Bar that served soldier who was killed by police faces possible penalties
Updated On: Mar 06 2014 10:07:29 PM HST
The Honolulu Liquor Commission has issued three notices of violations to the owners of the Nashville Waikiki, a bar located at the Ohana Waikiki West on Kuhio Avenue where Schofield Barracks soldier Gregory Gordon spent the final hours of his life before being killed by police.
Last year's shooting death of Gordon in the early morning hours of Jan. 15 made national headlines and shined a spotlight on the issue of post-traumatic stress disorder. Gordon, 22, was a fire support specialist with the 3rd Squadron, 4th Calvary Regiment, 3rd Brigade Combat Team stationed at Schofield. He served in Afghanistan from April 2011 until January 2012.
Video of Gordon's deadly encounter with police was captured by residents who live along the Ala Wai Boulevard. One of the videos shows Gordon's Dodge Ram truck surrounded by 10 patrol cars before shots ring out.
The Liquor Commission served the notices of violation to Karen Huntimer, one of the co-owners of the Nashville Waikiki, on Jan. 7.
The violations include promoting excessive consumption of liquor, permitting a person under the influence to remain on the premises and drink stacking, which involves serving more than one drink at a time. All of the violations are said to have occurred at 2:30 a.m., about an hour and a half before Gordon was killed. According to the medical examiner, Gordon had a blood alcohol level of 0.196, which is nearly 2.5 times Hawaii's legal limit of 0.08.

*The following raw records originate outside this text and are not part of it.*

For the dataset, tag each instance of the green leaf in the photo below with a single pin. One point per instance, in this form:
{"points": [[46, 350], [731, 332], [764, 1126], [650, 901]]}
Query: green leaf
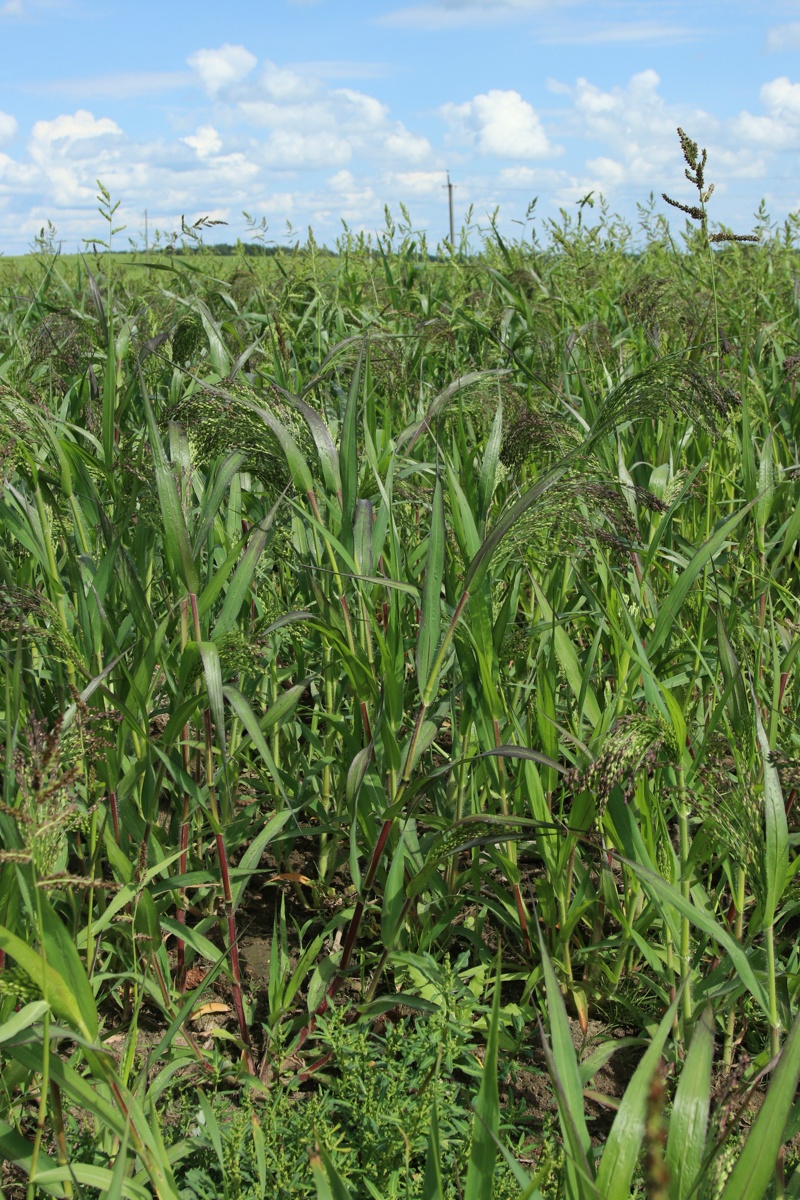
{"points": [[175, 534], [394, 895], [621, 1151], [432, 1185], [690, 1113], [703, 919], [480, 1174], [23, 1020], [776, 867], [680, 589], [328, 1181], [756, 1163], [566, 1078], [427, 641], [348, 456], [252, 856], [242, 579]]}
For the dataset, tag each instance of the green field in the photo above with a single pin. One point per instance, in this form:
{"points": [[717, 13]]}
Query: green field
{"points": [[400, 688]]}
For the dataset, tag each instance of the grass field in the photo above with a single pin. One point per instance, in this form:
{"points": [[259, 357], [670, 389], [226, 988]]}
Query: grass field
{"points": [[400, 689]]}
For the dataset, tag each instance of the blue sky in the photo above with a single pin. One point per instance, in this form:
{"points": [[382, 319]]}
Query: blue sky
{"points": [[312, 113]]}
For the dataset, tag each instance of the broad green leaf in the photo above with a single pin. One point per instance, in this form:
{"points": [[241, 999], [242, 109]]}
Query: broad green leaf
{"points": [[24, 1019], [756, 1163], [252, 856], [703, 919], [672, 605], [242, 579], [175, 533], [566, 654], [690, 1111]]}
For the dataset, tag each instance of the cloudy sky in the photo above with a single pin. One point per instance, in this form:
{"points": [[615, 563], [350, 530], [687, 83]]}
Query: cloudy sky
{"points": [[316, 112]]}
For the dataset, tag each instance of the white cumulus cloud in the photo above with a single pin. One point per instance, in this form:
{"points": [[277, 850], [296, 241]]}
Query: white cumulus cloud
{"points": [[500, 124], [205, 141], [783, 37], [779, 127], [222, 67], [7, 127]]}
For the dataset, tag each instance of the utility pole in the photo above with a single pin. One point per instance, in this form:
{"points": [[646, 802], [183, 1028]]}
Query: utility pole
{"points": [[452, 223]]}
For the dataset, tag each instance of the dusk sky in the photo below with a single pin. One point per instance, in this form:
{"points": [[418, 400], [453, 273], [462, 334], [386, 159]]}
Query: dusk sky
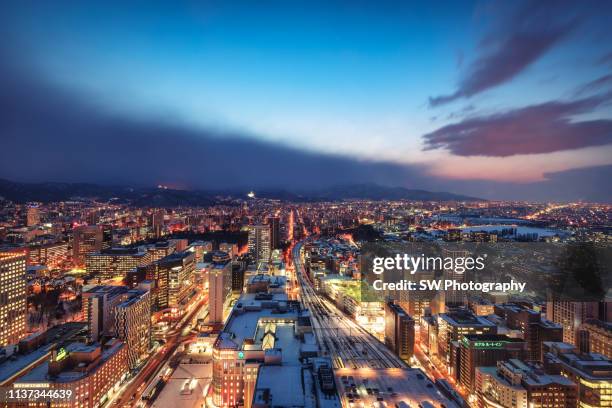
{"points": [[491, 99]]}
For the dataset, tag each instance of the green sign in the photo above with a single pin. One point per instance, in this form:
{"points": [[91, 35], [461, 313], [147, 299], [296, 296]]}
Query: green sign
{"points": [[489, 344], [61, 354]]}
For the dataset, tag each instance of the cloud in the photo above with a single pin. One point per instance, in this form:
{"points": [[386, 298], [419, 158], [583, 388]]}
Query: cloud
{"points": [[504, 54], [542, 128], [586, 184], [605, 60], [595, 85], [50, 134]]}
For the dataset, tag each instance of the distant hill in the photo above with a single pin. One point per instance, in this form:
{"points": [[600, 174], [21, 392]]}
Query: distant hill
{"points": [[370, 191], [158, 197]]}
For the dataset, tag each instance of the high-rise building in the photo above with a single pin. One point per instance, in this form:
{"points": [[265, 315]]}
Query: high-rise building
{"points": [[157, 223], [93, 373], [115, 262], [477, 350], [98, 308], [570, 315], [592, 372], [160, 250], [274, 223], [175, 276], [133, 324], [533, 328], [219, 287], [237, 277], [515, 384], [53, 255], [85, 239], [595, 336], [13, 297], [399, 331], [454, 325], [32, 216], [453, 298], [259, 243]]}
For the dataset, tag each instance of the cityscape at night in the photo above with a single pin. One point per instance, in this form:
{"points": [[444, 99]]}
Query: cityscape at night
{"points": [[312, 204]]}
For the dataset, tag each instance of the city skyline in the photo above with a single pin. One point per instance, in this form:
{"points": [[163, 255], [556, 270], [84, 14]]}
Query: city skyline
{"points": [[493, 100]]}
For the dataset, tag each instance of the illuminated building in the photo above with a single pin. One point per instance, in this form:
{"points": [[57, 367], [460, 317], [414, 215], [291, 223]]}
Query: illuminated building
{"points": [[32, 216], [454, 325], [570, 315], [175, 278], [477, 350], [160, 250], [274, 223], [89, 371], [85, 240], [399, 331], [53, 254], [237, 277], [590, 371], [428, 334], [98, 308], [596, 337], [13, 297], [157, 223], [219, 288], [115, 262], [515, 384], [533, 328], [259, 350], [259, 243], [133, 324], [451, 298]]}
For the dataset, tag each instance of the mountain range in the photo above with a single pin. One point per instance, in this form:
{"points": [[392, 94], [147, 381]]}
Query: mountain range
{"points": [[165, 197]]}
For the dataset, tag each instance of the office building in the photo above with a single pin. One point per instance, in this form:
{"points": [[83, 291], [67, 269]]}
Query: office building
{"points": [[534, 330], [160, 250], [570, 315], [91, 372], [115, 262], [454, 325], [13, 297], [157, 223], [98, 307], [259, 351], [32, 216], [53, 255], [515, 384], [275, 239], [85, 240], [133, 324], [590, 371], [175, 277], [237, 277], [259, 243], [219, 288], [477, 350], [595, 336], [399, 331]]}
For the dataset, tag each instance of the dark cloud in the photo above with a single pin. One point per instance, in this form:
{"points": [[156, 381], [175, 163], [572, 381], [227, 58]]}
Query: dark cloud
{"points": [[505, 53], [605, 60], [596, 85], [543, 128], [585, 184], [49, 134]]}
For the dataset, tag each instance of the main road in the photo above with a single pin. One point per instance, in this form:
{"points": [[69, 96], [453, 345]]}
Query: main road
{"points": [[130, 395], [343, 340]]}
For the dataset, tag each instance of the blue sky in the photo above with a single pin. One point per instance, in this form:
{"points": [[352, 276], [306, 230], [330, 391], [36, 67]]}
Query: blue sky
{"points": [[356, 79]]}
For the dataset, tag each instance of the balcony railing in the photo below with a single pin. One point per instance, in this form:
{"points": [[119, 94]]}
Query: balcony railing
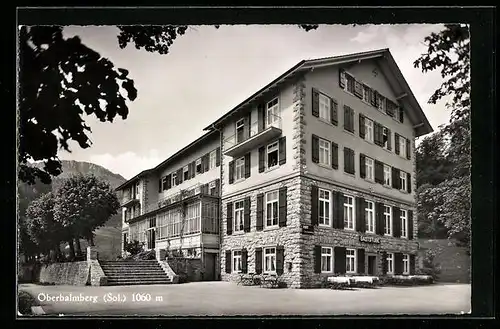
{"points": [[250, 136]]}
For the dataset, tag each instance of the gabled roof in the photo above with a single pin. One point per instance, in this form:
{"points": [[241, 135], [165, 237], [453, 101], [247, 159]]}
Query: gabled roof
{"points": [[422, 125]]}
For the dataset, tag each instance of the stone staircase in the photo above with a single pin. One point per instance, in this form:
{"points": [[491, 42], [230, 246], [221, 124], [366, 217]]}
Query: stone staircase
{"points": [[121, 273]]}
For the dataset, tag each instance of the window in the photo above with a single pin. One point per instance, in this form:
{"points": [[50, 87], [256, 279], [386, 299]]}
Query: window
{"points": [[324, 152], [238, 216], [387, 220], [198, 166], [326, 259], [369, 168], [272, 208], [402, 181], [272, 112], [240, 130], [237, 261], [404, 223], [240, 168], [387, 175], [349, 212], [324, 207], [368, 130], [370, 216], [269, 260], [213, 159], [324, 107], [390, 263], [350, 260], [406, 264], [272, 155]]}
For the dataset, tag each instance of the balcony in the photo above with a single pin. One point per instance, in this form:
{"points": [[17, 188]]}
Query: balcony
{"points": [[242, 142]]}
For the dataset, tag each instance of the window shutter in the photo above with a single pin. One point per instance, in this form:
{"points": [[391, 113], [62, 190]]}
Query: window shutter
{"points": [[228, 261], [247, 165], [361, 126], [260, 117], [231, 172], [339, 263], [396, 222], [314, 205], [229, 215], [258, 260], [362, 168], [282, 150], [244, 260], [334, 111], [335, 156], [280, 259], [396, 141], [410, 224], [360, 257], [260, 212], [246, 214], [315, 148], [217, 157], [262, 156], [408, 149], [315, 105], [395, 177], [282, 207], [360, 215], [379, 172], [317, 259], [398, 263]]}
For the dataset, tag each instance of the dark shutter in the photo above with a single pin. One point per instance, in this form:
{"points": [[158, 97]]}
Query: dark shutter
{"points": [[231, 172], [317, 259], [360, 257], [360, 215], [315, 105], [315, 148], [396, 143], [228, 261], [334, 109], [280, 259], [410, 224], [335, 156], [395, 178], [260, 212], [247, 165], [339, 263], [262, 158], [361, 125], [379, 172], [282, 150], [396, 222], [229, 224], [398, 263], [217, 157], [282, 206], [362, 168], [314, 205], [244, 260], [258, 260], [408, 149], [246, 214]]}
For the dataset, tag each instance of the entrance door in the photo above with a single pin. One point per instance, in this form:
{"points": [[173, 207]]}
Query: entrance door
{"points": [[372, 265]]}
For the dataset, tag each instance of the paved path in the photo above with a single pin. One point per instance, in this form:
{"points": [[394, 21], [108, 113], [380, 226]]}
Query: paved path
{"points": [[224, 298]]}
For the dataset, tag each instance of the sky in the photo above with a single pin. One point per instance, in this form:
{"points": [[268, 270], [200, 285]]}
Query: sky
{"points": [[209, 71]]}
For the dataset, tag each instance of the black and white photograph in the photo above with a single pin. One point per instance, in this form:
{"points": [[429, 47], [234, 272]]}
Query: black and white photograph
{"points": [[244, 170]]}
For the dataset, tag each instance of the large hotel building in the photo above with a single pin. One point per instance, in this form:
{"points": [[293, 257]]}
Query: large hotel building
{"points": [[311, 176]]}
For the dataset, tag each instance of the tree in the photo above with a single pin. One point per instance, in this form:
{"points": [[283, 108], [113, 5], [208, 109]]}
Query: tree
{"points": [[60, 79], [450, 200], [84, 203]]}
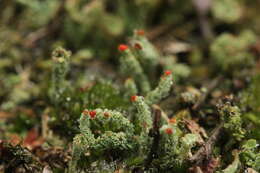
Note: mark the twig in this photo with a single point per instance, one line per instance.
(206, 150)
(156, 138)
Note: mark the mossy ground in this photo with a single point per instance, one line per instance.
(206, 119)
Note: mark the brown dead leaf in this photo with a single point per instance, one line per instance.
(33, 139)
(195, 128)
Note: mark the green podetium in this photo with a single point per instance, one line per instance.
(101, 130)
(162, 90)
(231, 116)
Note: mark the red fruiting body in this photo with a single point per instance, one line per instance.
(133, 98)
(172, 120)
(140, 32)
(85, 112)
(106, 114)
(138, 46)
(92, 114)
(168, 131)
(122, 47)
(167, 72)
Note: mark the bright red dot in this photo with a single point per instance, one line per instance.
(92, 114)
(85, 112)
(122, 47)
(106, 114)
(168, 131)
(138, 46)
(167, 72)
(133, 98)
(172, 120)
(140, 32)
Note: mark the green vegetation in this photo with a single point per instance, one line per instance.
(129, 86)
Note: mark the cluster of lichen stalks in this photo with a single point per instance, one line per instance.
(140, 137)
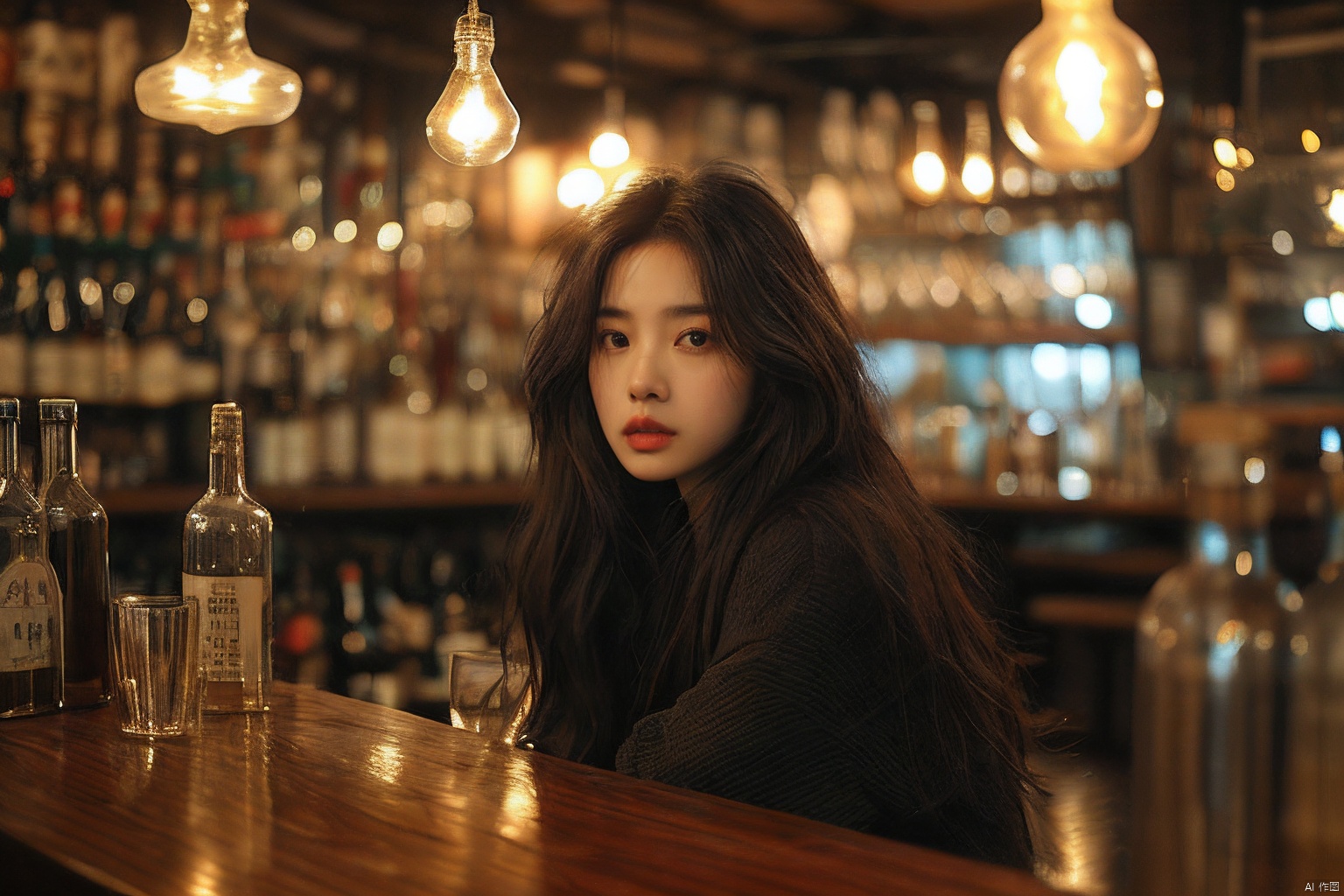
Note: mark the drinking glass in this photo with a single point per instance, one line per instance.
(484, 692)
(156, 664)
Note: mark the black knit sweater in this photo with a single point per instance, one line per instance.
(800, 710)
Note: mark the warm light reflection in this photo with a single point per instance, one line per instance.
(929, 173)
(977, 176)
(1093, 312)
(390, 235)
(1081, 92)
(609, 150)
(215, 80)
(579, 187)
(1074, 484)
(385, 762)
(473, 122)
(1081, 75)
(1335, 211)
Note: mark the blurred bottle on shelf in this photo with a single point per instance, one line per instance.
(1208, 677)
(1313, 815)
(78, 551)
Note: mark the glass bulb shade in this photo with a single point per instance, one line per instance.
(473, 121)
(1081, 92)
(609, 150)
(215, 80)
(977, 172)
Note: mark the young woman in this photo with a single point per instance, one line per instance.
(724, 575)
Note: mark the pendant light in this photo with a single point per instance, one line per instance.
(611, 148)
(925, 176)
(215, 80)
(473, 121)
(1081, 92)
(977, 171)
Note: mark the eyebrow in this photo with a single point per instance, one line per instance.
(675, 311)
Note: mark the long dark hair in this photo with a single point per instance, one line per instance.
(598, 560)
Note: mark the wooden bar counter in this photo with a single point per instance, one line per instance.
(331, 795)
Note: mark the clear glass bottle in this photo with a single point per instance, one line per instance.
(1208, 679)
(1313, 810)
(226, 567)
(77, 547)
(30, 597)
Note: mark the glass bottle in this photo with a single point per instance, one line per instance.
(78, 551)
(1208, 679)
(30, 597)
(226, 567)
(1313, 813)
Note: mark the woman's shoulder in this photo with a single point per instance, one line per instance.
(799, 574)
(815, 522)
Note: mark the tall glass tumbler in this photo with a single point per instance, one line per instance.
(156, 662)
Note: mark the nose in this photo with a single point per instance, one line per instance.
(648, 382)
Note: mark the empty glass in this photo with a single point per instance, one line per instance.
(484, 693)
(156, 664)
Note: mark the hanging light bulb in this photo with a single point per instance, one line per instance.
(611, 148)
(977, 172)
(473, 122)
(1081, 92)
(925, 176)
(215, 80)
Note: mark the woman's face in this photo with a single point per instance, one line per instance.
(667, 394)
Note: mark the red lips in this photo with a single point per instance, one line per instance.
(647, 434)
(646, 424)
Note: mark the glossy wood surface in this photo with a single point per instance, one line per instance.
(331, 795)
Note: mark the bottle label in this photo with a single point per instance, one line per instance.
(27, 617)
(230, 610)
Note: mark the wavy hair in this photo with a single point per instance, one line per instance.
(620, 597)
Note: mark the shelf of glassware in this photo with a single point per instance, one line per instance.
(978, 331)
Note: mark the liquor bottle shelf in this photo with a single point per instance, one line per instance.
(956, 496)
(178, 499)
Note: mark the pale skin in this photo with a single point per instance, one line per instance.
(667, 394)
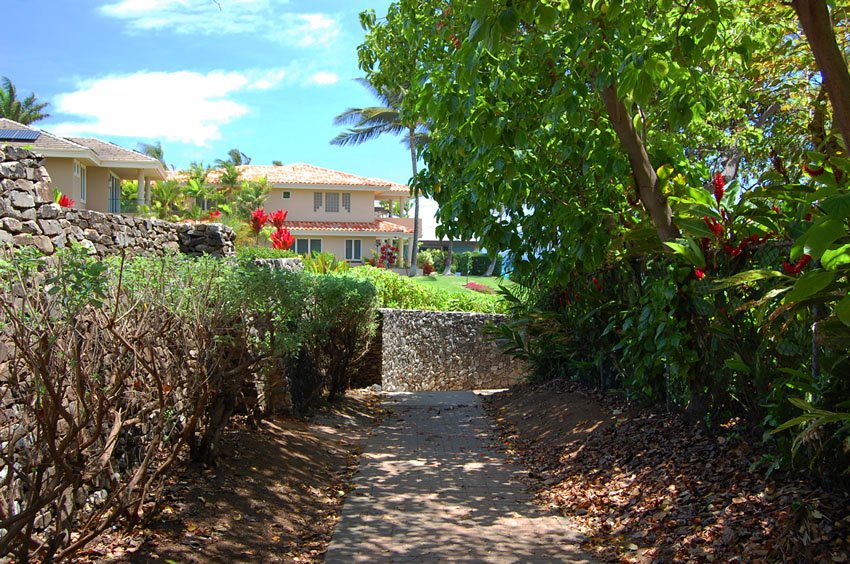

The Nashville Waikiki faces possible fines as well as the termination of its liquor license when an adjudication hearing is held before the Liquor Commission on March 27 at 4 p.m.
Gordon's parents, Todd and Tracey Gordon of Ashford, Ala., believe the bar should be shut down.
"I know here in Alabama if somebody's that drunk, the bars, they call for somebody to come get him," said Todd Gordon. "They don't let them leave and drive."
Tracey Gordon told KITV4 that if she could confront the owners of the bar, she would ask them the following: "Why did y'all have to serve him so much alcohol? Why couldn't y'all call him a cab? Why did you let him leave?"
The soldier's parents believe their son's actions against police officers in Waikiki were triggered by a severe episode of PTSD. They recount an incident in 2011 when Gordon was on a two-week leave from Afghanistan, and thought trash bags along the side of a Mississippi highway were IED's, or improvised explosive devices.
"My son did wrong, he was drunk and he was running from the police," said Todd Gordon. "But, I think when the police department fell in behind him, he went back to Afghanistan, to the war. That was his time to get away."
As Gordon's parents await possible penalties against the Nashville Waikiki by the Liquor Commission, they're also considering possible litigation against the bar's owners as well as a wrongful-death suit against the Honolulu Police Department.
According to Honolulu criminal defense attorney Todd Eddins, any liability by HPD could be extremely difficult to prove.
"In my view, it's going to be an uphill battle," said Eddins. "Hawaii law protects police when they feel it's immediately necessary to use deadly force to curb harm to others, including themselves."
Eddins also believes the soldier's parents will be hard-pressed to prove the Nashville Waikiki had any culpability in Gordon's death.
"It's not necessarily reasonably foreseeable that the individual would go out and cause, or engage in certain contact to result in his own death by shooting by police officers," he explained.
Meanwhile, HPD spokeswoman Teresa Bell said an internal investigation into the actions of four officers involved in the shooting of Gordon was completed in October. Last month, two officers received certificates of merit for helping to stop Gordon's vehicle, which infuriates the solder's parents.
"It sickens me," said Tracey Gordon. "It makes me angry."
KITV4 made several attempts to contact the owners of the Nashville Waikiki, but never received a response.
For now, Gordon's parents cling to the only thing they have left of their son, his 2-year-old boy Gage.
"It's so hard that he's never going to know his daddy, and he asks about him all the time," said a sobbing Tracey Gordon.